Event Details
Preserving Ancestral Knowledge as BIPOC Writers brings together four Bay Area authors for a conversation about what it means to carry family history, language, and memory into the work of writing.
Joining us are Eirinie Carson, Sabina Khan-Ibarra, Rowena Leong Singer, and Grace Loh Prasad—writers whose books span memoir, fiction, and personal essay, and whose work is united by a deep engagement with diaspora, lineage, and belonging. Several are part of Rooted & Written, a program of San Francisco's Writers Grotto dedicated to writers integrating their histories into their craft.
Together they'll talk about how to listen to, record, and honor ancestral knowledge on the page—without flattening it for mainstream expectations.

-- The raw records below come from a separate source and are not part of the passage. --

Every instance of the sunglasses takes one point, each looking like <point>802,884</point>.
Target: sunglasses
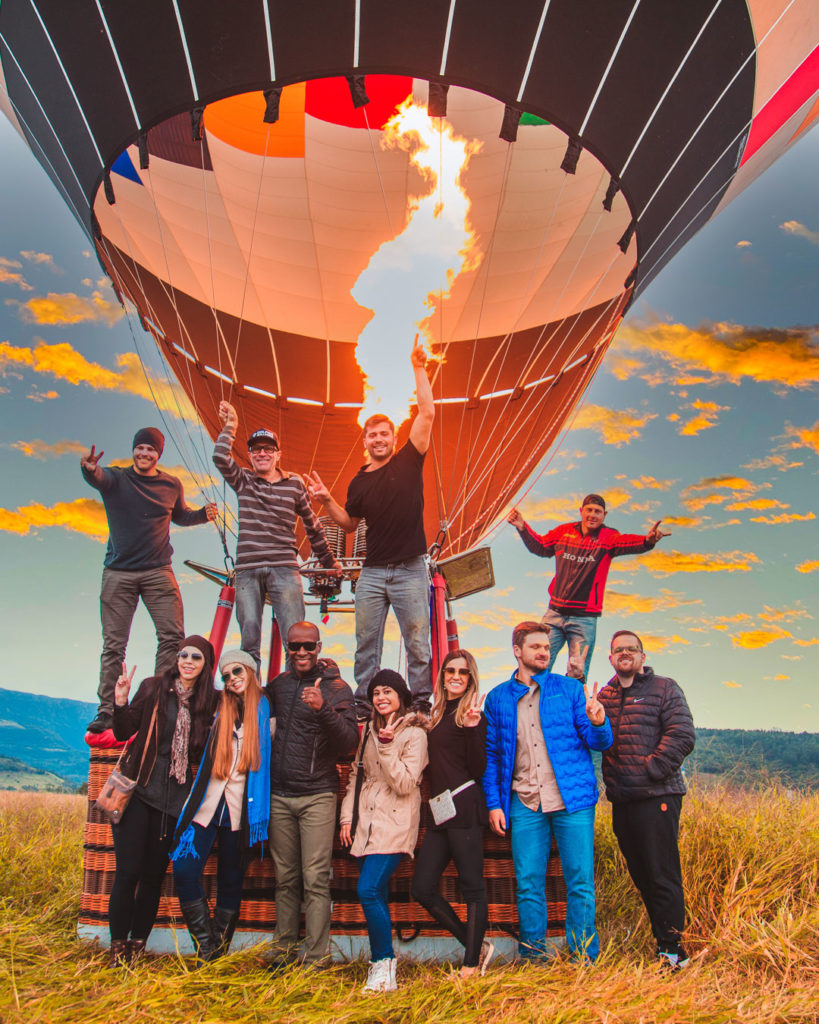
<point>234,673</point>
<point>192,655</point>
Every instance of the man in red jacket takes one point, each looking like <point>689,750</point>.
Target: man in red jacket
<point>583,553</point>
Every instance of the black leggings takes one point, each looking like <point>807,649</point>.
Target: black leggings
<point>141,847</point>
<point>465,847</point>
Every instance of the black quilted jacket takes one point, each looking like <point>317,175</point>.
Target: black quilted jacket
<point>653,733</point>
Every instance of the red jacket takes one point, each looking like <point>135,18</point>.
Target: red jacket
<point>582,563</point>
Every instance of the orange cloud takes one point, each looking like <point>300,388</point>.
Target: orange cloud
<point>753,639</point>
<point>614,426</point>
<point>784,517</point>
<point>708,413</point>
<point>664,563</point>
<point>84,515</point>
<point>61,308</point>
<point>66,364</point>
<point>727,351</point>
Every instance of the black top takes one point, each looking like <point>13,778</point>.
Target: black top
<point>391,500</point>
<point>458,754</point>
<point>139,511</point>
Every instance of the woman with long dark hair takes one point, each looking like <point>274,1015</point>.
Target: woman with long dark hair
<point>457,743</point>
<point>170,715</point>
<point>230,800</point>
<point>381,811</point>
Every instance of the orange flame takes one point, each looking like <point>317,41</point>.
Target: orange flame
<point>411,274</point>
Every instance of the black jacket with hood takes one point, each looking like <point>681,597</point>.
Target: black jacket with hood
<point>308,743</point>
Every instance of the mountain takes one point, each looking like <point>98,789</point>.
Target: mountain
<point>46,732</point>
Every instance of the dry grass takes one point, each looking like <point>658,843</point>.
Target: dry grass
<point>750,865</point>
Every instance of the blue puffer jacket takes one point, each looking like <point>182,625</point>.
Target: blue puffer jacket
<point>568,734</point>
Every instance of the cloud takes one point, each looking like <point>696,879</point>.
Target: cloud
<point>753,639</point>
<point>788,357</point>
<point>84,515</point>
<point>794,227</point>
<point>806,436</point>
<point>662,563</point>
<point>61,308</point>
<point>707,414</point>
<point>42,450</point>
<point>784,517</point>
<point>616,427</point>
<point>65,363</point>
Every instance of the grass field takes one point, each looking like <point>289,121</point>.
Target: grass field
<point>751,871</point>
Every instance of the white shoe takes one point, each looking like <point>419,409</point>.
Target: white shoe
<point>381,976</point>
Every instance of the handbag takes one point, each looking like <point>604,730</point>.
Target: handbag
<point>442,806</point>
<point>118,790</point>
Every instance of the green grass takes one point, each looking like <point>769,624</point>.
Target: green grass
<point>750,863</point>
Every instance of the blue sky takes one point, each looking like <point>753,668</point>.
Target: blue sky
<point>704,412</point>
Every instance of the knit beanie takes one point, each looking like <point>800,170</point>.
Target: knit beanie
<point>152,436</point>
<point>386,677</point>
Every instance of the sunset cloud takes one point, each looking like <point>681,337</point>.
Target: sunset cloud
<point>59,309</point>
<point>614,426</point>
<point>66,364</point>
<point>794,227</point>
<point>84,515</point>
<point>727,351</point>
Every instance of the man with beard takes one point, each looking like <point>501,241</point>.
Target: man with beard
<point>540,782</point>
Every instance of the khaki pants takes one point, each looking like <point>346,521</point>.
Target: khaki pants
<point>301,845</point>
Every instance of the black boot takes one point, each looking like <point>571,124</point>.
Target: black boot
<point>198,919</point>
<point>224,924</point>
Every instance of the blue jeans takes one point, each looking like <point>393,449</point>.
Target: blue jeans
<point>531,841</point>
<point>283,585</point>
<point>405,588</point>
<point>568,629</point>
<point>229,872</point>
<point>374,885</point>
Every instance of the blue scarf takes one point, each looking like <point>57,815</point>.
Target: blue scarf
<point>258,791</point>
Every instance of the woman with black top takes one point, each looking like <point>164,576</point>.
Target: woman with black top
<point>230,799</point>
<point>457,742</point>
<point>171,715</point>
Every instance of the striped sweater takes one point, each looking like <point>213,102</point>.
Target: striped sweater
<point>582,563</point>
<point>267,513</point>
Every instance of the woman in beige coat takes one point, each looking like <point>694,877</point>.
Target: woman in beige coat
<point>384,824</point>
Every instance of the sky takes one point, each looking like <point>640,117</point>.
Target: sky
<point>703,414</point>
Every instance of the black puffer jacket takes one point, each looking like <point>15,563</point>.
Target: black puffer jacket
<point>653,733</point>
<point>308,743</point>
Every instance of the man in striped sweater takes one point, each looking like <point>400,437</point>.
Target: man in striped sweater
<point>269,500</point>
<point>583,553</point>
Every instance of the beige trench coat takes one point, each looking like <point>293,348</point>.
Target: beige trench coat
<point>389,808</point>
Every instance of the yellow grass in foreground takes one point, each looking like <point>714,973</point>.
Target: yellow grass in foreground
<point>750,863</point>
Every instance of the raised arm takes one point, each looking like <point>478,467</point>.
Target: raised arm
<point>421,431</point>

Expect a conversation that moves between the personal and the craft-focused: how to write the stories that were handed down to you, the ones that were withheld, and the ones you're only now learning to ask about.

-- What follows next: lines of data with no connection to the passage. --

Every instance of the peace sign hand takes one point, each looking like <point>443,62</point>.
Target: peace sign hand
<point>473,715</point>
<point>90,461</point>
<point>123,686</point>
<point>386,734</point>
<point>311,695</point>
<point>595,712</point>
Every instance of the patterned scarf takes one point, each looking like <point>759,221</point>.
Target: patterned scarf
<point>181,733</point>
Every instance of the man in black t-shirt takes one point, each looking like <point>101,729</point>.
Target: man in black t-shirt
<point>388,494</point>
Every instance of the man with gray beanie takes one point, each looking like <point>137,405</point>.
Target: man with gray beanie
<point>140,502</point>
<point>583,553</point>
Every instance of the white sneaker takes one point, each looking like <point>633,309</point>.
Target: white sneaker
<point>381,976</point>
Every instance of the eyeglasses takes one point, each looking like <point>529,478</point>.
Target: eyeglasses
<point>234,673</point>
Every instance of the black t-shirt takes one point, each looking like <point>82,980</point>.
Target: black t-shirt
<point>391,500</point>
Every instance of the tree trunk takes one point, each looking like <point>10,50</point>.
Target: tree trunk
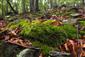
<point>11,7</point>
<point>34,6</point>
<point>23,6</point>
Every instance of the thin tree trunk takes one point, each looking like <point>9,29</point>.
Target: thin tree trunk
<point>2,9</point>
<point>34,5</point>
<point>11,6</point>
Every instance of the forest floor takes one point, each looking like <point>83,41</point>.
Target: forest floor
<point>50,31</point>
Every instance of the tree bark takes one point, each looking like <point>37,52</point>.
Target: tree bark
<point>34,6</point>
<point>11,6</point>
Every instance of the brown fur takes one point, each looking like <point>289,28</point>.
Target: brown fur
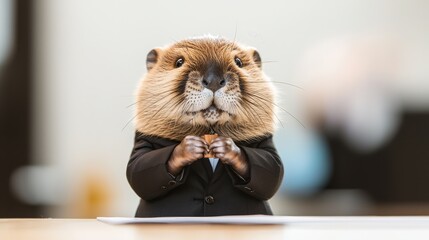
<point>172,102</point>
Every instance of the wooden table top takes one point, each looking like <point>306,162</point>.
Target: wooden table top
<point>46,229</point>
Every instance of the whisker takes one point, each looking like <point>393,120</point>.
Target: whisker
<point>276,82</point>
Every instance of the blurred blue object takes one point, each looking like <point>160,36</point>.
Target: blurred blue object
<point>306,161</point>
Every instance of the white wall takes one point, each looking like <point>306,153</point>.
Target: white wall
<point>89,56</point>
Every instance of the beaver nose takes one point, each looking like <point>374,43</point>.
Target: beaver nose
<point>213,82</point>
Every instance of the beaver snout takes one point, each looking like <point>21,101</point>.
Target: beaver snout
<point>213,78</point>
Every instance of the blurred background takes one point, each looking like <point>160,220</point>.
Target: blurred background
<point>354,73</point>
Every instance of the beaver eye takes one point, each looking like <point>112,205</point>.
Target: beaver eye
<point>179,62</point>
<point>238,62</point>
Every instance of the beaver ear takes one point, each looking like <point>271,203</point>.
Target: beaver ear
<point>152,58</point>
<point>256,57</point>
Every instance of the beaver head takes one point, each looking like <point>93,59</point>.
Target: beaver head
<point>199,85</point>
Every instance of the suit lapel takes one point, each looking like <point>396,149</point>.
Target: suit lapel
<point>219,170</point>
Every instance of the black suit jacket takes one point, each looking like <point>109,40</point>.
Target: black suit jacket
<point>200,191</point>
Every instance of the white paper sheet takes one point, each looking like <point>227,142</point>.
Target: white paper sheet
<point>263,219</point>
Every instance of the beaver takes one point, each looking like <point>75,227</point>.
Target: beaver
<point>195,87</point>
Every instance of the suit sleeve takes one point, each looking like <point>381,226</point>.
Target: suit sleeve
<point>266,170</point>
<point>147,171</point>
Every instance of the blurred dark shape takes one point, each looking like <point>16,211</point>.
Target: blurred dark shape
<point>15,112</point>
<point>395,173</point>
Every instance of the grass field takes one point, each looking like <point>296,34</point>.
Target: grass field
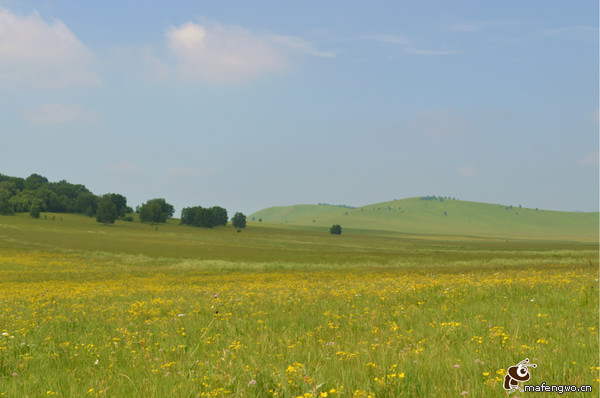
<point>276,310</point>
<point>446,216</point>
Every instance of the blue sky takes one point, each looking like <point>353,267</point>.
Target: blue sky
<point>254,105</point>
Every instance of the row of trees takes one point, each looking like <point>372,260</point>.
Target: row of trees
<point>199,216</point>
<point>35,192</point>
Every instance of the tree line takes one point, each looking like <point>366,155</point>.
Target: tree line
<point>19,195</point>
<point>35,194</point>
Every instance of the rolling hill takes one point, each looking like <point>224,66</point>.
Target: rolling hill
<point>431,215</point>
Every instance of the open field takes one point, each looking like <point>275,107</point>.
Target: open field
<point>443,216</point>
<point>135,310</point>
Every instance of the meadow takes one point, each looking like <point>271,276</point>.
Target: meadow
<point>282,311</point>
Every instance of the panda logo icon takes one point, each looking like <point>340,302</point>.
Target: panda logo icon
<point>517,374</point>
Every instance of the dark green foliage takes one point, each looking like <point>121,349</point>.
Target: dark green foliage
<point>58,197</point>
<point>120,202</point>
<point>239,220</point>
<point>199,216</point>
<point>155,211</point>
<point>107,211</point>
<point>6,208</point>
<point>34,211</point>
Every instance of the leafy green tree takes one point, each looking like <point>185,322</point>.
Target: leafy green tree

This is a conversation Book Society has been looking forward to since seeing it at the Bay Area Book Festival, and we're honored to host these four writers for an evening of literary community in Berkeley.
Your ticket includes:
- A moderated conversation with four acclaimed BIPOC authors
- Book signing and Q&A
- A glass of wine and good company, Book Society–style
About the Authors
Eirinie Carson is a member of the Writers Grotto in San Francisco and a frequent contributor to Mother magazine. Her work has also appeared in LitHub, Notre Dame Review, Mortal Mag, Electric Literature, The Sonora Review, and others. Bloodfire, Baby is her debut novel.
Sabina Khan-Ibarra is a Pashtun American writer and educator whose work has been recognized by major literary prizes and fellowships. She teaches creative writing throughout the Bay Area and California, and directs Rooted & Written at the Writers Grotto.
Rowena Leong Singer is an award-winning Chinese-Filipino writer and editor whose work appears in The New York Times, North American Review, Black Warrior Review, Narrative, and elsewhere. She's the grand prize winner in literary fiction for the Book Pipeline Unpublished Contest, holds an MFA from Bennington, and serves as an associate editor at CRAFT and a director of Rooted & Written.
Grace Loh Prasad is the author of the memoir The Translator's Daughter (Mad Creek Books/The Ohio State University Press)—a finalist for the Northern California Book Award and the Feminist Press Louise Meriwether First Book Prize, and one of the San Francisco Chronicle's Best Books of 2024. Her writing on belonging and diaspora has appeared in The New York Times, Literary Hub, Longreads, Guernica, and more.